3 replies to this topic

[everyday lab rat]

Hi All,

I am currently working on a pancreatic patient xenograft model. I receive either fine needle biopsy samples or solid tumor mets for transplant into immune compromised mice. We are having quite a bit of success.

I recently did a few quick western blots on some lysate that I made from 2 patient primary tumors and the resulting tumors that grew in the mice.  I use ACTIN as a control to make sure that the lysate prep is good, p-ERK is one of the proteins we are interested in so I ran that blot at the same time. As you can tell from the image, Pt. #2's primary tumor does not have a band for ACTIN. I repeated the blot to confirm that my prep for the blot was good.  This same sample has a really strong band for p-ERK which to me, shows that the lysate sample is good.

Does anybody have any idea why there would be no ACTIN band for this sample?

Thanks a bunch!
Dawn

Attached Files

•  xenograft ACTIN & p-ERK.pdf   96K   131 downloads

[almost a doctor]

Could you give us some details on how you perform your WB?   The more detail the better we can help.    That p-ERK band on the sample missing Actin, looks a lot like the other ACTIN bands (but upside down), which is kind of weird, and as I don't know what you've done is hard to tell whether this could actually happen.  The missing ACTIN band lane looks too clear, almost as if there was no sample there.  
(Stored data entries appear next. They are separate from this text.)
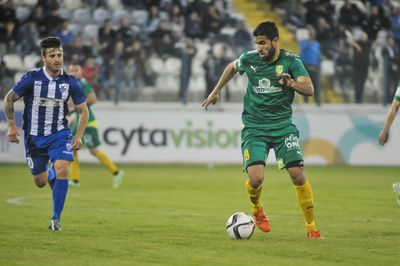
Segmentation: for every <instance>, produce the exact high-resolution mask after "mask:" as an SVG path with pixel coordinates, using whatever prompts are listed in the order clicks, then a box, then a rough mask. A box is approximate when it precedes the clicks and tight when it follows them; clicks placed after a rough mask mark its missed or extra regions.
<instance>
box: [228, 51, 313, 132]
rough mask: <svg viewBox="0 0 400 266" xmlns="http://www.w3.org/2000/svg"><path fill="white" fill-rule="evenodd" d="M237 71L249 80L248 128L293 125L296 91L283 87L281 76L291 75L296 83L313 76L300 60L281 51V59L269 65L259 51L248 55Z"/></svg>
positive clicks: (289, 88) (243, 55) (278, 58)
mask: <svg viewBox="0 0 400 266" xmlns="http://www.w3.org/2000/svg"><path fill="white" fill-rule="evenodd" d="M236 68H237V70H238V72H239V73H240V74H241V75H242V74H243V73H246V75H247V78H248V85H247V91H246V94H245V95H244V104H243V105H244V106H243V113H242V122H243V126H244V127H252V128H265V129H277V128H283V127H285V126H287V125H289V124H291V123H292V102H293V99H294V90H293V89H291V88H289V87H286V86H283V85H281V84H279V80H280V79H281V78H280V77H279V76H277V75H278V74H281V73H288V74H290V75H291V76H292V78H294V80H296V79H297V78H298V77H299V76H307V77H308V76H309V75H308V73H307V70H306V69H305V68H304V65H303V63H302V62H301V60H300V57H299V56H297V55H295V54H293V53H290V52H288V51H286V50H283V49H281V50H280V55H279V57H278V59H277V60H275V61H274V62H272V63H270V64H268V63H267V62H266V61H265V60H262V59H261V57H260V54H259V52H258V51H257V50H253V51H247V52H244V53H243V54H242V55H241V56H240V58H239V59H238V60H236Z"/></svg>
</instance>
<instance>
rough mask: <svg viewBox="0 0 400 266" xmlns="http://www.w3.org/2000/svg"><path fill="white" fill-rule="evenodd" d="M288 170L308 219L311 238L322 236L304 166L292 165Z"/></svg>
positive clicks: (308, 228)
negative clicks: (316, 217)
mask: <svg viewBox="0 0 400 266" xmlns="http://www.w3.org/2000/svg"><path fill="white" fill-rule="evenodd" d="M287 171H288V173H289V175H290V178H291V179H292V183H293V185H294V187H295V188H296V198H297V202H298V204H299V206H300V209H301V211H302V212H303V216H304V219H305V221H306V231H307V235H308V236H309V237H310V238H322V237H321V236H320V235H319V231H317V229H316V226H315V222H314V200H313V194H312V189H311V186H310V183H308V181H307V179H306V177H305V175H304V170H303V167H300V166H299V167H290V168H287Z"/></svg>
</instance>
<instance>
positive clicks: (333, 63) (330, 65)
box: [321, 60, 335, 75]
mask: <svg viewBox="0 0 400 266" xmlns="http://www.w3.org/2000/svg"><path fill="white" fill-rule="evenodd" d="M321 73H322V74H325V75H334V74H335V63H334V62H333V61H332V60H322V61H321Z"/></svg>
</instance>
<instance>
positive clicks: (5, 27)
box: [0, 20, 18, 53]
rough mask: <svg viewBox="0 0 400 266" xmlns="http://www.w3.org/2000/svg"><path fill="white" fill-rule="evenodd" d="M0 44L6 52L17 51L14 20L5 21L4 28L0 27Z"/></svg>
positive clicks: (10, 52) (15, 35) (16, 43)
mask: <svg viewBox="0 0 400 266" xmlns="http://www.w3.org/2000/svg"><path fill="white" fill-rule="evenodd" d="M0 45H1V46H4V47H5V49H6V52H7V53H17V48H18V47H17V45H18V29H17V26H16V24H15V22H14V21H11V20H10V21H7V22H6V25H5V27H4V28H0Z"/></svg>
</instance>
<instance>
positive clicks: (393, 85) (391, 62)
mask: <svg viewBox="0 0 400 266" xmlns="http://www.w3.org/2000/svg"><path fill="white" fill-rule="evenodd" d="M382 57H383V105H384V106H385V105H386V104H388V103H391V101H392V99H393V96H394V92H395V91H396V88H397V84H398V83H399V80H400V77H399V71H400V48H399V47H398V46H397V45H396V44H395V42H394V39H393V35H392V34H390V33H388V34H387V35H386V43H385V46H384V47H383V48H382Z"/></svg>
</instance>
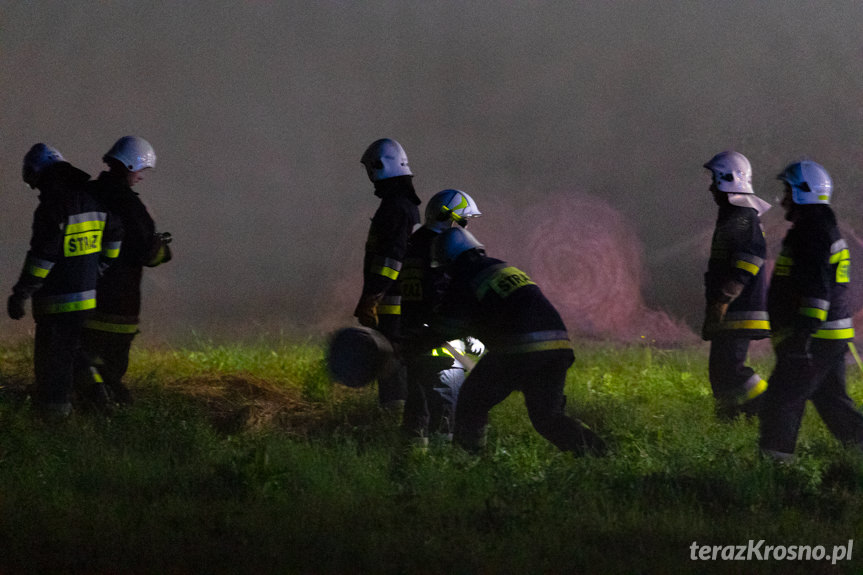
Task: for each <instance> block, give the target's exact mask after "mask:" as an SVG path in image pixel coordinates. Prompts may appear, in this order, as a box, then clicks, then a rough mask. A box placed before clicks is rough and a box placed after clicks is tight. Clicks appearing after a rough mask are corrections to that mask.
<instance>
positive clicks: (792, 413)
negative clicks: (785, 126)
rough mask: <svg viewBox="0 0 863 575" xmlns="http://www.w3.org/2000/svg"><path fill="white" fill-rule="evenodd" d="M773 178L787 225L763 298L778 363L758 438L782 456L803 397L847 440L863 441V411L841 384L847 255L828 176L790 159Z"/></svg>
mask: <svg viewBox="0 0 863 575" xmlns="http://www.w3.org/2000/svg"><path fill="white" fill-rule="evenodd" d="M779 179H780V180H782V182H783V184H784V186H785V195H784V197H783V199H782V207H783V208H784V210H785V219H786V220H788V221H790V222H791V223H792V226H791V228H790V229H789V230H788V233H787V234H786V236H785V238H784V240H783V242H782V251H781V253H780V254H779V257H778V258H777V260H776V266H775V268H774V270H773V276H772V278H771V280H770V289H769V290H768V296H767V303H768V311H769V312H770V320H771V325H772V338H773V347H774V351H775V353H776V366H775V368H774V371H773V374H772V375H771V376H770V385H769V387H768V388H767V391H766V393H765V394H764V405H763V406H762V408H761V413H760V420H761V427H760V439H759V444H760V447H761V450H762V453H764V454H766V455H767V456H770V457H772V458H775V459H778V460H788V459H790V458H791V457H792V455H793V453H794V448H795V446H796V443H797V434H798V432H799V430H800V422H801V420H802V418H803V412H804V409H805V406H806V401H807V400H811V401H812V403H813V404H814V405H815V408H816V409H817V410H818V414H819V415H820V416H821V419H823V420H824V423H825V424H826V425H827V428H828V429H829V430H830V432H831V433H832V434H833V435H834V436H835V437H836V438H838V439H839V440H840V441H842V442H843V443H846V444H852V445H856V446H863V414H861V413H860V411H859V410H858V409H857V407H856V406H855V405H854V402H853V401H852V400H851V398H850V397H849V396H848V392H847V389H846V385H845V352H846V350H847V349H848V347H849V342H851V340H852V339H853V338H854V325H853V322H852V313H851V308H850V306H849V300H848V297H849V294H848V285H849V281H850V277H849V273H848V270H849V268H850V254H849V251H848V245H847V244H846V243H845V240H843V239H842V236H841V235H840V232H839V227H838V225H837V223H836V216H835V215H834V213H833V210H832V209H831V207H830V200H831V195H832V192H833V181H832V179H831V178H830V175H829V174H828V173H827V171H826V170H825V169H824V168H823V167H822V166H821V165H819V164H817V163H815V162H812V161H808V160H806V161H801V162H795V163H792V164H790V165H789V166H788V167H786V168H785V170H784V171H783V172H782V173H781V174H780V175H779Z"/></svg>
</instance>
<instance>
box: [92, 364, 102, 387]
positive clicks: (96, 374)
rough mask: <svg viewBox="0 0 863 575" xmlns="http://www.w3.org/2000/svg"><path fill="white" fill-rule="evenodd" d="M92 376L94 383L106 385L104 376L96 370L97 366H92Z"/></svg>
mask: <svg viewBox="0 0 863 575" xmlns="http://www.w3.org/2000/svg"><path fill="white" fill-rule="evenodd" d="M90 375H91V376H92V377H93V381H94V382H96V383H105V380H104V379H102V374H101V373H99V370H98V369H96V367H95V366H92V365H91V366H90Z"/></svg>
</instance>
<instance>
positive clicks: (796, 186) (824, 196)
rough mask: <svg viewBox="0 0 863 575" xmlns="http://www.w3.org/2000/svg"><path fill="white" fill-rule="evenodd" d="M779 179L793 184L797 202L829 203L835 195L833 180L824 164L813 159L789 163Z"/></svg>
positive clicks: (792, 184)
mask: <svg viewBox="0 0 863 575" xmlns="http://www.w3.org/2000/svg"><path fill="white" fill-rule="evenodd" d="M777 178H778V179H780V180H782V181H783V182H785V183H787V184H788V185H789V186H791V198H792V200H794V203H795V204H804V205H805V204H829V203H830V197H831V196H832V195H833V180H832V179H831V178H830V174H828V173H827V170H825V169H824V166H822V165H821V164H818V163H816V162H813V161H811V160H803V161H801V162H794V163H793V164H789V165H788V167H786V168H785V169H784V170H783V171H782V173H781V174H779V175H778V176H777Z"/></svg>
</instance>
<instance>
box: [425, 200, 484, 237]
mask: <svg viewBox="0 0 863 575" xmlns="http://www.w3.org/2000/svg"><path fill="white" fill-rule="evenodd" d="M481 215H482V213H481V212H480V211H479V208H478V207H477V205H476V202H475V201H473V198H471V197H470V196H469V195H467V194H466V193H464V192H463V191H461V190H453V189H448V190H442V191H440V192H438V193H436V194H435V195H433V196H432V197H431V199H430V200H429V201H428V203H427V204H426V221H425V226H426V227H427V228H429V229H432V230H434V231H436V232H442V231H444V230H446V229H448V228H450V227H451V226H452V223H453V222H456V223H457V224H458V225H460V226H462V227H464V226H466V225H467V223H468V220H469V219H470V218H476V217H479V216H481Z"/></svg>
Are the results from 2 different gels/blots, or is the same membrane stripped or cut?

[everyday lab rat]

Those are separate blots that I ran at the same time. The ACTIN blot was a repeat (I had the same exact results for the first ACTIN blot). For the repeat ACTIN blot, I prepped a new sample from a different aliquot of lysate to rule out error while prepping the sample for the first blot. When I prep samples to run a gel, I make up enough for 6 or 8 gels so I can just aliquot out and freeze the extra.  These two blots were run with the freshly preparred sample.

I usually run the gel @ 50V until the blue band is halfway down the gel, then I up it to 100V to finish off. Transfer was standard, 100V for 1hr, cold. The standards transferred beautifully.  The membranes are blocked in milk buffer with tween for an hour. To make life easy, I incubate the 1' antibody O/N, @4'C on a shaker.  The ACTIN antibody is from Cell Signaling, it's conjugated with HRP so no 2' is needed. In the morning I do 4 washes in 1xTBS/T (20mls/10min). I've been using the Pico chemiluminescent kit to develop my blots and xray film.  The p-ERK needed a 2'ab, so that blot was developed an hour later than the ACTIN blot.

This just really puzzles me. I've never not had a band for ACTIN. I've had cruddy bands, but never one that was completely missing. I wasn't sure if perhaps there was something in the lysate that may interfer with the antibody.  Lysate from human tumors can be cloudy and sometimes have a film layer on top after I spin the sample down.

[everyday lab rat]

Bueller?    Bueller?   No ideas from the collective?